Babasının “birbirlerine doyamadılar” dediği Yılmaz Elmascan’ın cenazesi Urfa’nın Suruç ilçesinde Gülhan Karlı Elmascan cenazesi ise Konya Ereğli’de toprağa verildi.
KÜBRA MELTEM MOLLAOĞLU
Kübra Meltem Mollaoğlu HDP İstanbul 1. Bölge 16. Sıra milletvekili adayıydı. Kadıköy’de yaşıyordu. Evli ve iki çocuk annesiydi. Cenazesini Karacaahmet Mezarlığı’na kadar kadınlar omuzlarında taşıdı. Cenaze törenine çok sayıda kişi katıldı.
ALİ DENİZ UZATMAZ
Ali Deniz Uzatmaz, Gezi eylemleri sırasında Eskişehir’de dövülerek öldürülen Ali İsmail Korkmaz’ın Mersin’de yapılan anmasındaydı. Ali İsmail’in resminin bulunduğu pankartın önündeydi.
Ali Deniz Uzatmaz, Ankara’daki ‘Barış Mitingi’ne düzenlenen canlı bomba saldırısında öldü. O da 19 yaşındaydı. O da Ali İsmail gibi öğrenciydi. Bu yıl Mersin Üniversitesi Elektrik Bölümü’ne başlamıştı.
Memleketi Kahramanmaraş’ta toprağa verilen Ali Deniz Uzatmaz’ın fotoğrafını bir başka genç taşıyordu.
DİCLE DELİ
Dicle Deli Ankara’ya yola çıktıklarında çektiği selfie ile hafızalarda kaldı. 17 yaşındaki Dicle otobüste çektiği fotoda “Ankara’ya barışı getirmeye gidiyoruz” demişti. Dicle Deli, 17 yaşında lise öğrencisiydi. Bakırköy Belediyesi’nde zabıta memuru olan babası, patlama öncesini şöyle anlatıyor: “Benim yanıma geldi ve kızım bana ‘baba seni seviyorum’ dedi. Ben de kızıma ‘seni seviyorum kızım’ dedim. Daha sonra kızımı bağrıma basmıştım ve bir daha basmak nasip olmadı”
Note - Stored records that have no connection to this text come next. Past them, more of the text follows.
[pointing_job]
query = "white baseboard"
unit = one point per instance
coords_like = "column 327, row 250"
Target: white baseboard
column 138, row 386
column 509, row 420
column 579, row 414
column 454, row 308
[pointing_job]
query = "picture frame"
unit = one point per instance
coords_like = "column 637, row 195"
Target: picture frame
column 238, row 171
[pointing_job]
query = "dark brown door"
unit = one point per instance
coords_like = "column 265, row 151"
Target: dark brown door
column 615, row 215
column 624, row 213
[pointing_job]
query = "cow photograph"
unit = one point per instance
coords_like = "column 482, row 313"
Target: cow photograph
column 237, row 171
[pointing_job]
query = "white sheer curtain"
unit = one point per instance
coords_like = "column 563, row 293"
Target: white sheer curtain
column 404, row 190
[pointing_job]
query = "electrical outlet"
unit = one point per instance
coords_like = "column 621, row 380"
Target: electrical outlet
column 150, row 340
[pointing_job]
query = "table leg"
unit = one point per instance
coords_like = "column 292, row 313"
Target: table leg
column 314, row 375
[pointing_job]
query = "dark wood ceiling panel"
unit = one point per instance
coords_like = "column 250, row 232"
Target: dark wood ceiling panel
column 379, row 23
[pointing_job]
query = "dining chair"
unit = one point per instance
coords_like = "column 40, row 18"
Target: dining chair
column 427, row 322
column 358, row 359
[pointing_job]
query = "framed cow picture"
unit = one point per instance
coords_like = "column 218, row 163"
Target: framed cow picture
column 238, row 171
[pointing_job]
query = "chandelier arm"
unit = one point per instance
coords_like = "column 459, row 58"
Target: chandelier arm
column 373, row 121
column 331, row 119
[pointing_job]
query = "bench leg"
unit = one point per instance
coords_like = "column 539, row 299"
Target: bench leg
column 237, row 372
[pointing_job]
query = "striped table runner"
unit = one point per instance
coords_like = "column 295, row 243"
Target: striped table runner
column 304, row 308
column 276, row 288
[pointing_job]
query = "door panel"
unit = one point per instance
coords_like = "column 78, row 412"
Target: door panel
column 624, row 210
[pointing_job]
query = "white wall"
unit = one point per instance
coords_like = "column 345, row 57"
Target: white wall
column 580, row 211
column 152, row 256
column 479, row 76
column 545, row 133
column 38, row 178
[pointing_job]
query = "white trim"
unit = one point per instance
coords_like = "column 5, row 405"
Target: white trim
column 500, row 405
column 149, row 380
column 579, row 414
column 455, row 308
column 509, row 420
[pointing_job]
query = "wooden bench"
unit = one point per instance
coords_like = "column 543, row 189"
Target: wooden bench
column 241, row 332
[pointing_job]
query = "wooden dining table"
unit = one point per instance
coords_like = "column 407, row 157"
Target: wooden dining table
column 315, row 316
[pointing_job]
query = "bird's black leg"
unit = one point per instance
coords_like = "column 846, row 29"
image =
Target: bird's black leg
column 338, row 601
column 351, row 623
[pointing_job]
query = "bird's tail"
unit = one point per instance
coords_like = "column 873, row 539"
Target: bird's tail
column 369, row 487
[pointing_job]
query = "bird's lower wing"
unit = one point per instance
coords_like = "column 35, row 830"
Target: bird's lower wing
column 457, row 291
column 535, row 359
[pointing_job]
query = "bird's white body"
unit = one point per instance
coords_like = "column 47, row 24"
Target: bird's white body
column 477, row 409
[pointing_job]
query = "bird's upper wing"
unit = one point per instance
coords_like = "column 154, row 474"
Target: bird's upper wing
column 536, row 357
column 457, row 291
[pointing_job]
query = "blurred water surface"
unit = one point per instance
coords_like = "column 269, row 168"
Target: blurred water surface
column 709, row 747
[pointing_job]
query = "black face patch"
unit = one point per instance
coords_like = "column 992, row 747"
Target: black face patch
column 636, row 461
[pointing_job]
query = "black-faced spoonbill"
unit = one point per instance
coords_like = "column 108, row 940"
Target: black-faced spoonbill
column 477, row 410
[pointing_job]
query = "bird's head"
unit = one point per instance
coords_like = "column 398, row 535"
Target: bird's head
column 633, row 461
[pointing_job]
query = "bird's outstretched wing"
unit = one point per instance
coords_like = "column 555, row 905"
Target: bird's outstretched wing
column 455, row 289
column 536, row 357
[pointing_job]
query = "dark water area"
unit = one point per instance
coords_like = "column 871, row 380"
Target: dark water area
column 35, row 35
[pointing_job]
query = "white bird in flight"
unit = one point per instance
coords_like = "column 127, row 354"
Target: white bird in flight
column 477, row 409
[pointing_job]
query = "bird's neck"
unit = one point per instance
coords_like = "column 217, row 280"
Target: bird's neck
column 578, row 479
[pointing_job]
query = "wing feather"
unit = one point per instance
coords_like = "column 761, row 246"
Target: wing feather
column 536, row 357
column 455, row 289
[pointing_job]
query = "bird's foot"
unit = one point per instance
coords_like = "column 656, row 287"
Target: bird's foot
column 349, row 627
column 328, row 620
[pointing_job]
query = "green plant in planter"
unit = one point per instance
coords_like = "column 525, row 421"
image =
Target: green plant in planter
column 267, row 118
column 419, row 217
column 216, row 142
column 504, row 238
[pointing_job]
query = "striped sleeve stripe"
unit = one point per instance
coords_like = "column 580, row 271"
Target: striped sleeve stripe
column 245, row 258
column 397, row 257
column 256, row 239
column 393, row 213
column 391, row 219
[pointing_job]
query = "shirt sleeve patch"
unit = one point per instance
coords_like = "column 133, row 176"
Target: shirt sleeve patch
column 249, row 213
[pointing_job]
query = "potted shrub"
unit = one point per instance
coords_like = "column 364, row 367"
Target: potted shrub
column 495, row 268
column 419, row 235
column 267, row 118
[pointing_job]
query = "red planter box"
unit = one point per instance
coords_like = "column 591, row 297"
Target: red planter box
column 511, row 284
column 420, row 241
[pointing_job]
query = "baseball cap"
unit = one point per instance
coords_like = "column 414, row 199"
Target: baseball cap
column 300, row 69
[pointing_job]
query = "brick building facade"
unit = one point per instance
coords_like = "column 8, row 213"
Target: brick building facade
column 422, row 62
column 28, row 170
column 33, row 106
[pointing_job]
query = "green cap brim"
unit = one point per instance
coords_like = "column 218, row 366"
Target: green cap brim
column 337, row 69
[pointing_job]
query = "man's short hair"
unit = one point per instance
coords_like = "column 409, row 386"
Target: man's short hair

Deli’nin cenazesi Silivrikapı Mezarlığı’nda defnedildi.
EREN AKIN
Saldırıda hayatını kaybeden Eren Akın 19 yaşındaydı. Eren Akın da CHP Genel Başkanı Kemal Kılıçdaroğlu ile çektirdiği selfiyi twitter hesabından paylaşmıştı. CHP Malatya Gençlik Kolları Üyesi Eren Akın, Ocak ayında Uğur Mumcu anısına yapılan etkinlikte, Mumcu’nun “Vurulduk ey halkım unutma bizi” dizelerini okumuştu…
TEKİN ASLAN
Tekin Aslan İnşaat İşçileri Sendikası kurucularındandı. İnşaat işçilerinin örgütlülüğü ve hakları için mücadele eden Aslan mitinge İstanbul’dan gitmişti. Cenazesi Kartal Cemevi’nden binlerce insanın katılımıyla kaldırıldı.
FATMA KARABULUT
42 yaşındaki Fatma Karabulut’un yaşamı mücadeleyle geçti. HDP Üsküdar İlçe Örgütü’nde faaliyet yürütüyordu. Üsküdar’dan birlikte yola çıktığı yedi arkadaşıyla birlikte o da patlamada yaşamını yitirdi. 20 yaşında bir kızı olan Fatma Karabulut, Konya Cihanbeyli’de toprağa verildi.